Ya, your manometer is hooked into the wrong spot. Or the damper is. They need to switch spots in the exhaust stream, anyway.
 
Ya, your manometer is hooked into the wrong spot. Or the damper is. They need to switch spots in the exhaust stream, anyway.
Yeah, I missed that detail...at, damper should be a couple feet away from the furnace, not at, and then take your draft sample in between, preferably toward the middle of that span if it is a straight section of pipe
 
Yeah, I missed that detail...at, damper should be a couple feet away from the furnace, not at, and then take your draft sample in between, preferably toward the middle of that span if it is a straight section of pipe
I got a Dwyer Mark II model 25 filled it with fluid have it mounted level on the wall. Now it has 2 tubes and two brass fittings? Directions are for a hot air plenum? Not sure how to use it? Any help would be appreciated. Thanks
 
Get it reading exactly zero with no tubes hooked to it. Then hook the tube/pipe setup you have in your flue, to the 'low' fitting on the top of the Dwyer. Leave the 'high' fitting open, not hooked to anything. Then read chimney draft - fluid should slowly rise up the gradually sloped tube to the right side of the Dwyer, and stop when it gets to measured draft reading.
 
Get it reading exactly zero with no tubes hooked to it. Then hook the tube/pipe setup you have in your flue, to the 'low' fitting on the top of the Dwyer. Leave the 'high' fitting open, not hooked to anything.
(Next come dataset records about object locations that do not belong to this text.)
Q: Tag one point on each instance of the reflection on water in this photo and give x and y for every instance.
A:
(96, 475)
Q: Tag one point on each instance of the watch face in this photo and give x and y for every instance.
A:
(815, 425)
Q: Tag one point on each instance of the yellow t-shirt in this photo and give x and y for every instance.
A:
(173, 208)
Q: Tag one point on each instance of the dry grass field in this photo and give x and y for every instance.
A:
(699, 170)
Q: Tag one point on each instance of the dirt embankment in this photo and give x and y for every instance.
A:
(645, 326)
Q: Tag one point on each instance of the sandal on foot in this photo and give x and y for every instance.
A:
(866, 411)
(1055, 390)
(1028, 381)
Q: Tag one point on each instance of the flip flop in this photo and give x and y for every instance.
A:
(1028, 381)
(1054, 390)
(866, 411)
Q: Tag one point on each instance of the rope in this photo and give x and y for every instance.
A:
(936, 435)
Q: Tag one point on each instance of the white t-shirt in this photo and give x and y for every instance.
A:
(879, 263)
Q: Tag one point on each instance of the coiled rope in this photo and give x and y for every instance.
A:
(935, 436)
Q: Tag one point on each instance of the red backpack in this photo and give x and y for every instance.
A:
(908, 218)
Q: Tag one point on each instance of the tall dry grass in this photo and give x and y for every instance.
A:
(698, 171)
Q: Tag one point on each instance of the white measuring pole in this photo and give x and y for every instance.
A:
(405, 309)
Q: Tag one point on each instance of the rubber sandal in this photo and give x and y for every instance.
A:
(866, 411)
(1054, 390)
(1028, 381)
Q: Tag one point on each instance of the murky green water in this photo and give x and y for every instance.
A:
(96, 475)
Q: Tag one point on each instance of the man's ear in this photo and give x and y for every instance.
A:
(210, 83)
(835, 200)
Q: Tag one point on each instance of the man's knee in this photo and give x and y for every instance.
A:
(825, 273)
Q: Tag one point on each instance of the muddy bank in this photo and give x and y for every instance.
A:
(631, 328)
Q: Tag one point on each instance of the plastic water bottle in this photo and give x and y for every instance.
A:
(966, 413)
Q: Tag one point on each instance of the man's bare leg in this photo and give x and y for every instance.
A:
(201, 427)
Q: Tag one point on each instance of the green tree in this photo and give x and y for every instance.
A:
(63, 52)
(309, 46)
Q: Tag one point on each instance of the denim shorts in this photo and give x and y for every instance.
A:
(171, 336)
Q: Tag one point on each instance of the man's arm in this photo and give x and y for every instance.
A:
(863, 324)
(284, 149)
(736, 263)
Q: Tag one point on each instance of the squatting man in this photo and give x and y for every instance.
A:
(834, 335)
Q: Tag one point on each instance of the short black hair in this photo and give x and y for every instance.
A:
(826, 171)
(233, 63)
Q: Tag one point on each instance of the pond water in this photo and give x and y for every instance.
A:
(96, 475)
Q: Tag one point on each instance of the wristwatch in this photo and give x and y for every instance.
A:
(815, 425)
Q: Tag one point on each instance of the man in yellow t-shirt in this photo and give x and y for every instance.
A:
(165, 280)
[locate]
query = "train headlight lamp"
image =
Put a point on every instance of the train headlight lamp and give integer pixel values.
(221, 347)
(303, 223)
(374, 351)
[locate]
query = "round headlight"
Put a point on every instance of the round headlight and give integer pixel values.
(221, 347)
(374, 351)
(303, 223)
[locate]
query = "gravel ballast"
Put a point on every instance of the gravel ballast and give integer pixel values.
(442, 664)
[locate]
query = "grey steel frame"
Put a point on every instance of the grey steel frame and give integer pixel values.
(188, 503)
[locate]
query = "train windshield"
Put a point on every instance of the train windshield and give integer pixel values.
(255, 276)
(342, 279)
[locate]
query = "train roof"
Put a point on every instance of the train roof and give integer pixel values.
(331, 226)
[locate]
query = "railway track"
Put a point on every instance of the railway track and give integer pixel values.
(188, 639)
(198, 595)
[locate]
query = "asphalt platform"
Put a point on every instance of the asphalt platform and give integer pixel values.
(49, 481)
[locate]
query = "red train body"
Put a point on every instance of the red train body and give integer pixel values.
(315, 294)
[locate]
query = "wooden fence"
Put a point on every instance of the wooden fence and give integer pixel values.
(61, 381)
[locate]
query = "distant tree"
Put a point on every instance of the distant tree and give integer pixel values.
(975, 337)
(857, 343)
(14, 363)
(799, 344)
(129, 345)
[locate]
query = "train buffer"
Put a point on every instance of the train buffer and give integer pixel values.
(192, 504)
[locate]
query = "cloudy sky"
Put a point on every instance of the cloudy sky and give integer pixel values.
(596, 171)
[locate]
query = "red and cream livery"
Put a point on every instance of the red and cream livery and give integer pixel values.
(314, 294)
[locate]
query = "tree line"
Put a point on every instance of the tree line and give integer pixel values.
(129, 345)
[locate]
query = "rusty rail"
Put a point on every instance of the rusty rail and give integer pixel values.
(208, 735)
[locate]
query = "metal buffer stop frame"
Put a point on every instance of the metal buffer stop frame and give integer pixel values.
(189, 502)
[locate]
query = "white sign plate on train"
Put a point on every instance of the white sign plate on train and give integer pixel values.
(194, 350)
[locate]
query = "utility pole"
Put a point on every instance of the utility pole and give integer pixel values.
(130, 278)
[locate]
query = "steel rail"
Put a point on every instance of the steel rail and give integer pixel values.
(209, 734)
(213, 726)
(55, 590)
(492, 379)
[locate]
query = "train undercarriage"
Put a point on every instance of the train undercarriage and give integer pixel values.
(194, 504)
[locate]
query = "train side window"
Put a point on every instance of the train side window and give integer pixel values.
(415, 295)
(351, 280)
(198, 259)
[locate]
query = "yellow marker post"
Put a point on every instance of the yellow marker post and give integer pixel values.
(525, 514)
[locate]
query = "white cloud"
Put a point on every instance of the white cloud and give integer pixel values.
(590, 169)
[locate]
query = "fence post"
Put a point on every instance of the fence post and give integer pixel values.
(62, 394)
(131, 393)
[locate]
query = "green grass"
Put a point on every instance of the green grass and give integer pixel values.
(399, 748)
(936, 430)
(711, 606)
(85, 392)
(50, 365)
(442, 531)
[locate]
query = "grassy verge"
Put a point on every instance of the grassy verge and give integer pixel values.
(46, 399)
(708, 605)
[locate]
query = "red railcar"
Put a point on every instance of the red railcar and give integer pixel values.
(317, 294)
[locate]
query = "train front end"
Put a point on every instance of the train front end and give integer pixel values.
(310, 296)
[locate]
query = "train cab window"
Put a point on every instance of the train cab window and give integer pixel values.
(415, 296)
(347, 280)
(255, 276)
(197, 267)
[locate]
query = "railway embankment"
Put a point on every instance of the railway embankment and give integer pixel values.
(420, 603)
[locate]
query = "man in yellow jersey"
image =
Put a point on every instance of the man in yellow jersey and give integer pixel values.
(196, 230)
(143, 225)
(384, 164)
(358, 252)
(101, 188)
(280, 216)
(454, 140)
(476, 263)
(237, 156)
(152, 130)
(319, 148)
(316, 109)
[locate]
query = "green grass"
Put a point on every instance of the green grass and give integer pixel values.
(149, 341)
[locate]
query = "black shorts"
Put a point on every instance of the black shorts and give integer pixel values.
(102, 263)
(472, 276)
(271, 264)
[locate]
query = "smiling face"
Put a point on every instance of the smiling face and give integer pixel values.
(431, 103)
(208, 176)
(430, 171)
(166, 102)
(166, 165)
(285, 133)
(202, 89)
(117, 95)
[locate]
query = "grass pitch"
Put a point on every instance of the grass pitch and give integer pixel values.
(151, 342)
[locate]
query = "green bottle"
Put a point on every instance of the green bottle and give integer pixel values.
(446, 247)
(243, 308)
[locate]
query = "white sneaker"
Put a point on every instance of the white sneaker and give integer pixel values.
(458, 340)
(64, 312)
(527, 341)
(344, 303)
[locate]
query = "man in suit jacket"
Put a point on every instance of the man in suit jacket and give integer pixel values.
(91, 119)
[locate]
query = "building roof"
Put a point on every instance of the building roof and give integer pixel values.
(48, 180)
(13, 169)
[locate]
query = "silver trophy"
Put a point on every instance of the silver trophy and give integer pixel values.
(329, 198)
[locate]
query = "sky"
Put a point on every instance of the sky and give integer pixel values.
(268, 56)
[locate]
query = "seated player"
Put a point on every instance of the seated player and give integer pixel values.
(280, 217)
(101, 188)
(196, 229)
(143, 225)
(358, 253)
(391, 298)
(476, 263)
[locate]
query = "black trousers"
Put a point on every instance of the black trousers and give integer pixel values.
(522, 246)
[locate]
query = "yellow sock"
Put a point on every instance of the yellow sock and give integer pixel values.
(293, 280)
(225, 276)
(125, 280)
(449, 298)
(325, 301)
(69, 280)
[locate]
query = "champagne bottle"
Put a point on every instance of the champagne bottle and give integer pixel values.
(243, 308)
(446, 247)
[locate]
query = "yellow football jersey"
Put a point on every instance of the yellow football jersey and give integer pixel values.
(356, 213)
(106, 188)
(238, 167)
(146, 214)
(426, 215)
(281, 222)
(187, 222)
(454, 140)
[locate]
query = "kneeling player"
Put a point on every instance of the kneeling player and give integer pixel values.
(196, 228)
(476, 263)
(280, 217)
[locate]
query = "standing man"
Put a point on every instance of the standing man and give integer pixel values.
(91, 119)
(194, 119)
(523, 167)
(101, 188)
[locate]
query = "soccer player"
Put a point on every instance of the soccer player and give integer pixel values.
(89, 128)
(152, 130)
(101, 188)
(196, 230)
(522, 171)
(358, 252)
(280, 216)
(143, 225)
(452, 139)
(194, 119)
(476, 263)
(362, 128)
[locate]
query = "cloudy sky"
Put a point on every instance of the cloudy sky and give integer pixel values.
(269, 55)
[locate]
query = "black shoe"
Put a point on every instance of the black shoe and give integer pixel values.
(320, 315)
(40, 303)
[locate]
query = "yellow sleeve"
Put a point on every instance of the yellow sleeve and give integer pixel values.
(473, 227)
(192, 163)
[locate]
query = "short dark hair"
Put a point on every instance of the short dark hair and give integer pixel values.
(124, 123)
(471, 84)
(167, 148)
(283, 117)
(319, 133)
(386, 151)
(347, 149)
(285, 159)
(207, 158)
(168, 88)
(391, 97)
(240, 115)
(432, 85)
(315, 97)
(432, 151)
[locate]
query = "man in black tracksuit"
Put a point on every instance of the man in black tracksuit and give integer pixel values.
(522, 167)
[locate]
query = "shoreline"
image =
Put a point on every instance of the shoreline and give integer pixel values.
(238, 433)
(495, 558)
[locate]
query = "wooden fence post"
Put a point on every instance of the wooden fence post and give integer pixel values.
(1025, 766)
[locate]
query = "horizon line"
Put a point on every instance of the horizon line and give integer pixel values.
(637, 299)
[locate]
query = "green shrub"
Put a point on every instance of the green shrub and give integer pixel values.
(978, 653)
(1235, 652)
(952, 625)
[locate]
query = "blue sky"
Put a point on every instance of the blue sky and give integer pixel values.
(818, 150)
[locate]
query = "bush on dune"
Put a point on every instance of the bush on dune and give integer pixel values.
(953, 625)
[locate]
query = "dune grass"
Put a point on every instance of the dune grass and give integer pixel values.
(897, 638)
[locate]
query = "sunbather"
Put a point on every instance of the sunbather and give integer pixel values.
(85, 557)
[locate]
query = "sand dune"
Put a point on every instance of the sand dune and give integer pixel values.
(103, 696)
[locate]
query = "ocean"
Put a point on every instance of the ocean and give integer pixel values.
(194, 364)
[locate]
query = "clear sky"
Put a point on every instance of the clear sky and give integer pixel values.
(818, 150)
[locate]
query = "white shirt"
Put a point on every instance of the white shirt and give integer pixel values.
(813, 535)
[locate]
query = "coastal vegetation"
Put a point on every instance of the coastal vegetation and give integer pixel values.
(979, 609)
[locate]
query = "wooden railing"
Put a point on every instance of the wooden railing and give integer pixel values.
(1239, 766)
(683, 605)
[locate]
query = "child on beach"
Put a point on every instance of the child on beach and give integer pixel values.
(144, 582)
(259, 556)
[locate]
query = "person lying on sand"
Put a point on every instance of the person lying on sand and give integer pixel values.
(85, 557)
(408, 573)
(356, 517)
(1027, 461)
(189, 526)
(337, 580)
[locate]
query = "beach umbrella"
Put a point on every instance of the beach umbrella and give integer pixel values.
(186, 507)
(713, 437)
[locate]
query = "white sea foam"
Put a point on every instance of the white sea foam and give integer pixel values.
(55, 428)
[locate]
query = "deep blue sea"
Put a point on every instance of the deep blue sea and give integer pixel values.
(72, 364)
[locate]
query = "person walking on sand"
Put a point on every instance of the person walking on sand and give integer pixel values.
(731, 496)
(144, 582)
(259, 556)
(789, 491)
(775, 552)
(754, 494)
Then read chimney draft - fluid should slowly rise up the gradually sloped tube to the right side of the Dwyer, and stop when it gets to measured draft reading.
OK I did that and now it is measuring around -.03 I believe that is where econoburn recommends it?
 
Yes up to temp and they want -.02 / -.05 I couldn't get that reading at first, the adjustment wouldn't go up that far so instead of adding another barometric damper I added weights (washers) and it seems to be working??